Plants have an essential role in sustaining life on earth. They convert simple substances into complex ones, resulting in vital chemicals that benefit human health. Because of this, plants are used worldwide as medicine [1]. Additionally, plants produce secondary metabolites that are responsible for antimicrobial and plant-insect interactions. These metabolites act as antifeedants, repellents, and contact poisons against insects on plants [2], making them useful as insecticides. Plant-derived insecticides are considered prototypes for industries that manufacture pest management products because they have advantages such as low persistence in the environment and little or no mammalian toxicity. They are widely accepted when used in food, cosmetics, pharmaceutical, and perfume industries [3].
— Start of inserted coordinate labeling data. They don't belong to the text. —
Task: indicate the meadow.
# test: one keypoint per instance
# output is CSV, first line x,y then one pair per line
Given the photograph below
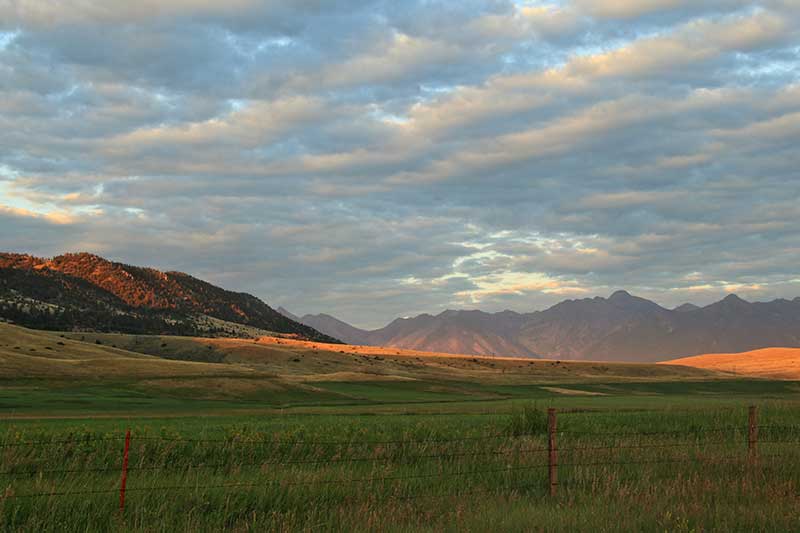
x,y
457,445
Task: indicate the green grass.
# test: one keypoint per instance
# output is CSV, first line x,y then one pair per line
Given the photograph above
x,y
454,446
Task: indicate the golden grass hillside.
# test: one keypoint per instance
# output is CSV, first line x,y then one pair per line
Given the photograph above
x,y
775,363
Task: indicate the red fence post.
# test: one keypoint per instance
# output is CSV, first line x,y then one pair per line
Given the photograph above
x,y
552,449
124,481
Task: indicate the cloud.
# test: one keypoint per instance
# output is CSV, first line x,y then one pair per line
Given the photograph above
x,y
374,159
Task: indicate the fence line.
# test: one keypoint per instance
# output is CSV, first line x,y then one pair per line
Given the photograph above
x,y
554,461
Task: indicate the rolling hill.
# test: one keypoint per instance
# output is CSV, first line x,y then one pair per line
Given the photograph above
x,y
86,292
621,327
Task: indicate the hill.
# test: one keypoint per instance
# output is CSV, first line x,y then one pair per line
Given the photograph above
x,y
776,363
86,292
621,327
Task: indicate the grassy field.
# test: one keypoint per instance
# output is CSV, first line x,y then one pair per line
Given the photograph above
x,y
340,440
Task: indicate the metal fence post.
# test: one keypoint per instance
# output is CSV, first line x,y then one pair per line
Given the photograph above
x,y
752,434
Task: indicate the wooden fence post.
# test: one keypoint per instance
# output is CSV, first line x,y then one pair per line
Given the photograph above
x,y
752,434
552,448
124,480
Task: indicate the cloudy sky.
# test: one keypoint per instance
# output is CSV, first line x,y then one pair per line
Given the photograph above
x,y
374,159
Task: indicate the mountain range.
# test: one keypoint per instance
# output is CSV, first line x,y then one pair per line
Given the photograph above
x,y
621,327
87,292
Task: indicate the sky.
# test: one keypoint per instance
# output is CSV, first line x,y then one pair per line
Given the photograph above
x,y
376,159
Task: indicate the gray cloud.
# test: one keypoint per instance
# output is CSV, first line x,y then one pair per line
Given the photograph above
x,y
373,159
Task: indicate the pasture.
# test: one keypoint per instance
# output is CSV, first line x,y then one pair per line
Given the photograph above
x,y
252,440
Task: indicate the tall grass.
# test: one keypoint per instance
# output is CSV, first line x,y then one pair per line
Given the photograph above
x,y
637,470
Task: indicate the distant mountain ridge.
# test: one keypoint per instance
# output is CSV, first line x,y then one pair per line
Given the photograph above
x,y
621,327
85,291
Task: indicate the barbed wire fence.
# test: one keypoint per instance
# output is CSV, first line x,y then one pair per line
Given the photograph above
x,y
549,464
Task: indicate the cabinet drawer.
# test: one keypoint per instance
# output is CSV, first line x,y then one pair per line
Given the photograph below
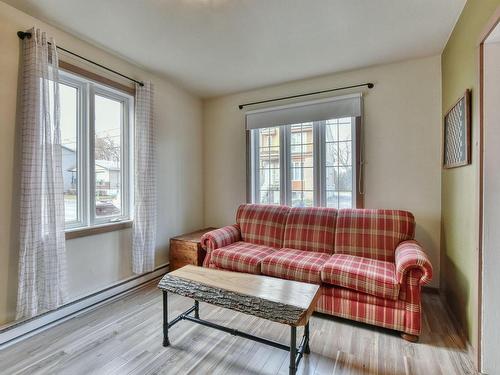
x,y
183,253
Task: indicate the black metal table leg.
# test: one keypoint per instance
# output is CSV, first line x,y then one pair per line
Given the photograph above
x,y
196,309
293,350
166,341
307,349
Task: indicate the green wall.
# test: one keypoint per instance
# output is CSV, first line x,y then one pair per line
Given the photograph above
x,y
459,201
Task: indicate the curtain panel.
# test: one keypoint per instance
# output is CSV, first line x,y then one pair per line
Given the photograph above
x,y
42,255
144,227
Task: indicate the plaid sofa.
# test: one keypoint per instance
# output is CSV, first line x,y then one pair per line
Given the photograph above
x,y
367,262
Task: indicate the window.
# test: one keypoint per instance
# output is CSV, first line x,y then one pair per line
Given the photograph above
x,y
309,163
96,148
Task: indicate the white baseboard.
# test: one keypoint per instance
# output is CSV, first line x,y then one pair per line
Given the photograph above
x,y
19,331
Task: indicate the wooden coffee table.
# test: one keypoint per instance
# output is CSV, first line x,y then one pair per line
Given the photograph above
x,y
283,301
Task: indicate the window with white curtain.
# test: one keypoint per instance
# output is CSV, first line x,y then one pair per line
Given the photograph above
x,y
96,125
306,154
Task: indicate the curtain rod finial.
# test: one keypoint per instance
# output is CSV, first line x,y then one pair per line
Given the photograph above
x,y
22,35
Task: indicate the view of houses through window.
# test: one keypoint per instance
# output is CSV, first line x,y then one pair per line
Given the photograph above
x,y
93,172
307,164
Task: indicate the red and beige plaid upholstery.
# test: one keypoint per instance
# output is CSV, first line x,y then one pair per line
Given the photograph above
x,y
372,233
262,224
240,257
340,302
295,265
310,229
364,275
374,275
410,255
219,238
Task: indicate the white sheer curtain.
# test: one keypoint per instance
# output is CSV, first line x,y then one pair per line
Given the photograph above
x,y
144,228
42,256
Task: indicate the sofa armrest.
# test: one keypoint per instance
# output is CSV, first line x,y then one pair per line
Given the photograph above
x,y
220,237
410,255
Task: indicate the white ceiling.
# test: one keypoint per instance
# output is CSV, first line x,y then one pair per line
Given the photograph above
x,y
215,47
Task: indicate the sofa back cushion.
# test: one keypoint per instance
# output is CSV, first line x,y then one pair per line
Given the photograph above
x,y
262,224
311,229
373,234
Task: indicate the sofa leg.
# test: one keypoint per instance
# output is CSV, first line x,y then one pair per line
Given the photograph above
x,y
408,337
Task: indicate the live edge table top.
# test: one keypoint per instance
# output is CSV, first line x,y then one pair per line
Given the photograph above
x,y
283,301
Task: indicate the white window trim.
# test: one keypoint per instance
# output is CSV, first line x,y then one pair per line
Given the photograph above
x,y
319,170
87,89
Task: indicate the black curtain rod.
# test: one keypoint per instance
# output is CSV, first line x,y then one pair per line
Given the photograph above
x,y
22,35
369,85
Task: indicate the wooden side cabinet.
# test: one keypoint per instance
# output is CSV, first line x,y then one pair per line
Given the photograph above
x,y
186,249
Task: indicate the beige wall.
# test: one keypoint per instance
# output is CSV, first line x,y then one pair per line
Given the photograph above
x,y
98,261
402,144
491,238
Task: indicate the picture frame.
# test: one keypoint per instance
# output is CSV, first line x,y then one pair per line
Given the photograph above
x,y
457,133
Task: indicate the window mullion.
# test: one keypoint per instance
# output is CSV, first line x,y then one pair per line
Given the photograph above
x,y
91,156
285,162
318,162
84,152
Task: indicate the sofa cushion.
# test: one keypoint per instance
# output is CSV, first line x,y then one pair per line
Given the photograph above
x,y
365,275
262,224
372,234
295,265
241,257
310,228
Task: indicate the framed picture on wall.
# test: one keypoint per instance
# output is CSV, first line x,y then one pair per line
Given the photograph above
x,y
457,133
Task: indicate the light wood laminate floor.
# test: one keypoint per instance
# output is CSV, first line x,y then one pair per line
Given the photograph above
x,y
124,337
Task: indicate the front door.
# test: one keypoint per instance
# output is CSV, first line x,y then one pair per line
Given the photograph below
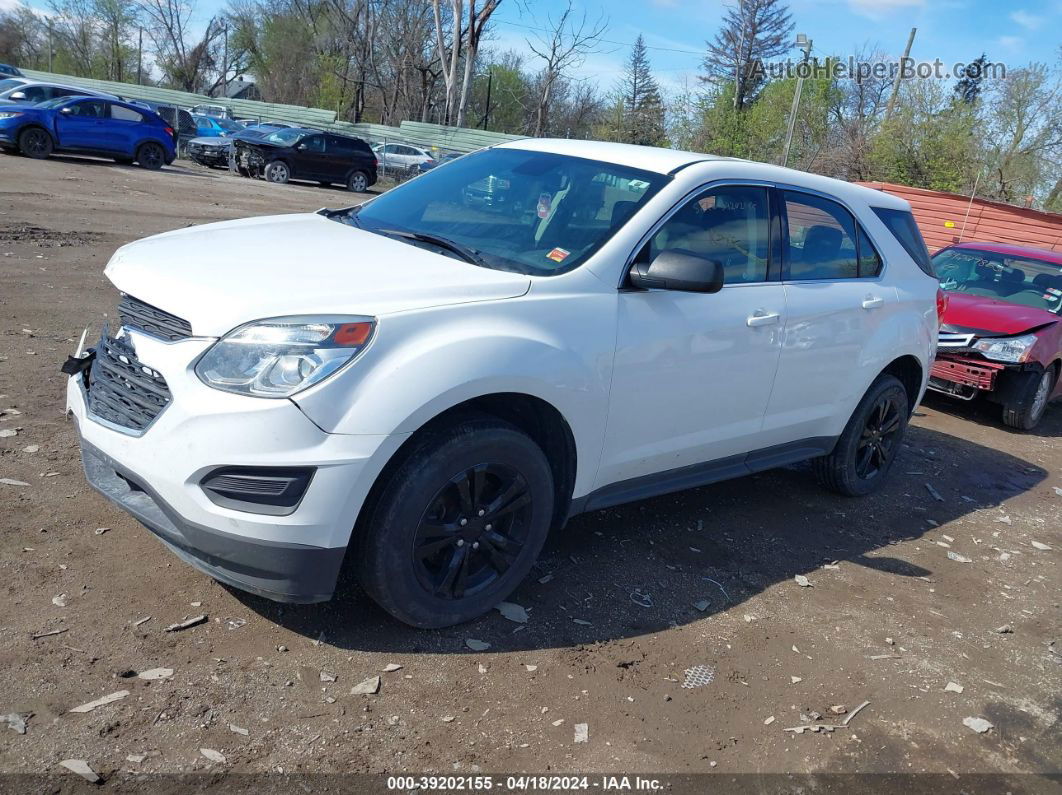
x,y
837,305
694,372
83,125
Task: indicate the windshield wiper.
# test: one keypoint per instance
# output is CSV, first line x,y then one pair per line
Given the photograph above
x,y
467,255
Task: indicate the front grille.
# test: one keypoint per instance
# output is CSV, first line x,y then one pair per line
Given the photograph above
x,y
121,389
152,321
945,340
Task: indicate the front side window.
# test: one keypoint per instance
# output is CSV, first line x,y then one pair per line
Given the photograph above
x,y
728,224
90,109
534,212
822,239
1026,281
124,114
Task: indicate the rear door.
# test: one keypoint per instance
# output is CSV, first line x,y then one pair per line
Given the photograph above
x,y
125,130
694,372
81,125
837,305
311,158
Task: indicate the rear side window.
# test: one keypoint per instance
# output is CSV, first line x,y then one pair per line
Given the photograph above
x,y
822,239
870,260
901,223
124,114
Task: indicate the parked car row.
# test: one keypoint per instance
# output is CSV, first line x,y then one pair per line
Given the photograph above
x,y
88,125
327,158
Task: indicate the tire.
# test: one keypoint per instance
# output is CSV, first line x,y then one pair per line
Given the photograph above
x,y
862,456
415,557
35,142
277,172
1030,401
358,182
151,156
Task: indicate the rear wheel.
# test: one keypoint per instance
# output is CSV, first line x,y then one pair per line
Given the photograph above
x,y
151,156
1030,401
35,142
458,524
277,172
868,447
358,182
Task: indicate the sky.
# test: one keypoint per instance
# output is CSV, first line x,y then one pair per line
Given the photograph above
x,y
1012,32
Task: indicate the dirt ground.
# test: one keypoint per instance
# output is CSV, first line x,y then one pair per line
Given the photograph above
x,y
621,604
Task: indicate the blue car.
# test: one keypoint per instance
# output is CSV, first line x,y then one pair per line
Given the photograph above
x,y
88,125
208,126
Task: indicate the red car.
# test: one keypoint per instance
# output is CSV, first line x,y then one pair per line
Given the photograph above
x,y
1000,333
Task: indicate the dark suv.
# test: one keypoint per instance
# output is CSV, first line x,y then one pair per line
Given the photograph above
x,y
306,154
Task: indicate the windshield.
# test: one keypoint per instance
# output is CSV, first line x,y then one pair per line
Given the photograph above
x,y
1028,282
285,137
54,102
534,212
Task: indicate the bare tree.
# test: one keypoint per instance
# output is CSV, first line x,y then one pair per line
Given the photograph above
x,y
449,63
477,21
565,46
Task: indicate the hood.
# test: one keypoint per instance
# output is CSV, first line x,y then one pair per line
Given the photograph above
x,y
981,313
219,276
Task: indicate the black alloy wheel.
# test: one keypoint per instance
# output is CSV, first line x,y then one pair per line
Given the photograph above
x,y
878,438
456,522
473,532
151,156
870,443
35,142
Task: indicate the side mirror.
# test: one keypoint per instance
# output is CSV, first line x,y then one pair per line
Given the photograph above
x,y
679,270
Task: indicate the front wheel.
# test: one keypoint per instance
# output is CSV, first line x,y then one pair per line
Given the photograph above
x,y
358,182
35,142
868,447
1030,400
458,524
151,156
277,172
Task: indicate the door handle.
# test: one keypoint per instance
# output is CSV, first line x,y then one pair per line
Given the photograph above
x,y
759,317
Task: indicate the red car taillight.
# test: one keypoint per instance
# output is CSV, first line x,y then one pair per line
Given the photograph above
x,y
941,305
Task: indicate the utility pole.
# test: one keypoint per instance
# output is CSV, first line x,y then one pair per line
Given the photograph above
x,y
737,59
900,70
805,42
224,63
490,80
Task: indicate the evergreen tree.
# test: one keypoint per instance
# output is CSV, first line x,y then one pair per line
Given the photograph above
x,y
753,31
643,119
969,86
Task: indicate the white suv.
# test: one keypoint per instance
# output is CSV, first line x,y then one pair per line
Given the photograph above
x,y
425,385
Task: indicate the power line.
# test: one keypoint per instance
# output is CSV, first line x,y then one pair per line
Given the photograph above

Essential oils are highly concentrated substances extracted from various parts of plants such as flowers, leaves, seeds, roots, resins, barks, or fruit rinds [4]. They contain terpenes, terpenoids, and derivatives and are often used as flavors or for therapeutic purposes [5, 6]. The US Environmental Protection Agency has stated that these substances cause no adverse effects on human beings or the environment when used as food additives, insecticides, or repellents [7, 8]. The essential oil from Wrightia tinctoria (indigo plant) compose of hydroquinone, 2-cyclopentene-1-one, caryophyllene, caryophyllene oxide, indole just to mention a few [9]. Likewise, research conducted Indigofera microcapa belonging to the same family with Indigofera tinctoria shows the presence of β-caryophyllene, α-humilene as the major components [10].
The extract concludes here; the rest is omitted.